Kommentar Kabinettsumbildung: Selenskyjs zweite Front
Der ukrainische Präsident Wolodymyr Selenskyj baut das Kabinett in Kiew um. Das hat er schon mehrfach getan. Er hat Minister, Staatssekretäre und hochrangige Mitarbeiter der Ministerien wie der Streitkräfte geschasst, weil sie korrupt waren oder unter Korruptionsverdacht standen, weil sie Selenskyj zufolge ihrer Pflicht nicht nachkamen oder sich mit ihm überworfen hatten. Das kann er tun, weil ihm die Verfassung sehr viel Macht gibt.
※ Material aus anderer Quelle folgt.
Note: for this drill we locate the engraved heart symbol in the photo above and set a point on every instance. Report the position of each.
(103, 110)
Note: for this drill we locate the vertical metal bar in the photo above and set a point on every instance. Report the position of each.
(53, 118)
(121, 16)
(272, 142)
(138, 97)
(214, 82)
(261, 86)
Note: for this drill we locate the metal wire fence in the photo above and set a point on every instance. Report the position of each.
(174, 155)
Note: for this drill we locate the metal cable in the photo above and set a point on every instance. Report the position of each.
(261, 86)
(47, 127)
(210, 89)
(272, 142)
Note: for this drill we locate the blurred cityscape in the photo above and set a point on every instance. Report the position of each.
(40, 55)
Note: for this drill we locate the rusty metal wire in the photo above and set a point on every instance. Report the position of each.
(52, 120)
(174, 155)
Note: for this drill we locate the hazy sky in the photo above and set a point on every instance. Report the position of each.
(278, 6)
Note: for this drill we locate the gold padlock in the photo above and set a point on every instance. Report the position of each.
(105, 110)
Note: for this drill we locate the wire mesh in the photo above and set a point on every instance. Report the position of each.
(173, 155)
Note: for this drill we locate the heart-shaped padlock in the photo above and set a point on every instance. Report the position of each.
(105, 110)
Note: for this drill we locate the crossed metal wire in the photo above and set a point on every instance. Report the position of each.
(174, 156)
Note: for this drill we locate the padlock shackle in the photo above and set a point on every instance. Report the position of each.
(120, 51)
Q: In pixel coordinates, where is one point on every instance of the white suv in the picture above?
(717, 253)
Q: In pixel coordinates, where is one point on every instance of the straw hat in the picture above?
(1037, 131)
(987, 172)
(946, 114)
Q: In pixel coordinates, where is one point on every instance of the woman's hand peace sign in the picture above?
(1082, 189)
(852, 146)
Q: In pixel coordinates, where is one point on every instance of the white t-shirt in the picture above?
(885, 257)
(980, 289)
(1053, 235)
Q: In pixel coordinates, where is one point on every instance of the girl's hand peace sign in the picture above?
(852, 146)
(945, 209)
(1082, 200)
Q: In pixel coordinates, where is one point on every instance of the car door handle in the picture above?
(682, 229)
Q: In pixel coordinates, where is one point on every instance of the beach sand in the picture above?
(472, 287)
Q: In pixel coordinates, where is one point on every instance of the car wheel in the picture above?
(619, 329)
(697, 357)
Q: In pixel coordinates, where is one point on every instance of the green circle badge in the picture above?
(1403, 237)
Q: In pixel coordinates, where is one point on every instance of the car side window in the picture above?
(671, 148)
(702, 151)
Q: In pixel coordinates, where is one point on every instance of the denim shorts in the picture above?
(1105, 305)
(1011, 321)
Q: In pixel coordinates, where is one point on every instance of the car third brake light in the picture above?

Brisanz erhält das derzeitige Stühlerücken in Kiew durch die Nachricht, Außenminister Dmytro Kuleba habe seinen Rücktritt angeboten. Was den hoch geschätzten Diplomaten, der klare Worte nicht scheut, dazu bewogen hat, ist unklar. Sein Verhältnis zum Präsidenten soll zwar nicht gerade herzlich, aber vertrauensvoll gewesen sein. In Kiew brodelt die Gerüchteküche.
Die Menschen brauchen Hoffnung
Präsident Selenskyj steht unter enormem Druck. Die Menschen in der Ukraine sind nach zweieinhalb Jahren Krieg erschöpft. Die Hoffnung auf eine Wende schwindet. Er braucht dringend einen Erfolg, beispielsweise eine Genehmigung für den Einsatz weitreichender Waffen gegen Ziele in Russland. Diese war dem Westen bisher nicht abzuringen, allen Bemühungen Kulebas zum Trotz.
Selenskyj muss die Bevölkerung zusammenhalten und motivieren, ihnen Hoffnung geben. Deshalb ist vor allem politisches Fingerspitzengefühl gefragt. Die Amtszeit des ukrainischen Präsidenten ist bereits im Mai abgelaufen, der Krieg machte Wahlen bisher unmöglich. Das kratzt an der Legitimität des Präsidenten, der nach innen wie außen immer wieder beweisen muss, dass Demokratie und Rechtsstaatlichkeit auch in Zeiten des Krieges funktionieren. Ganz im Gegensatz zu seinem diktatorisch regierenden Widersacher Wladimir Putin.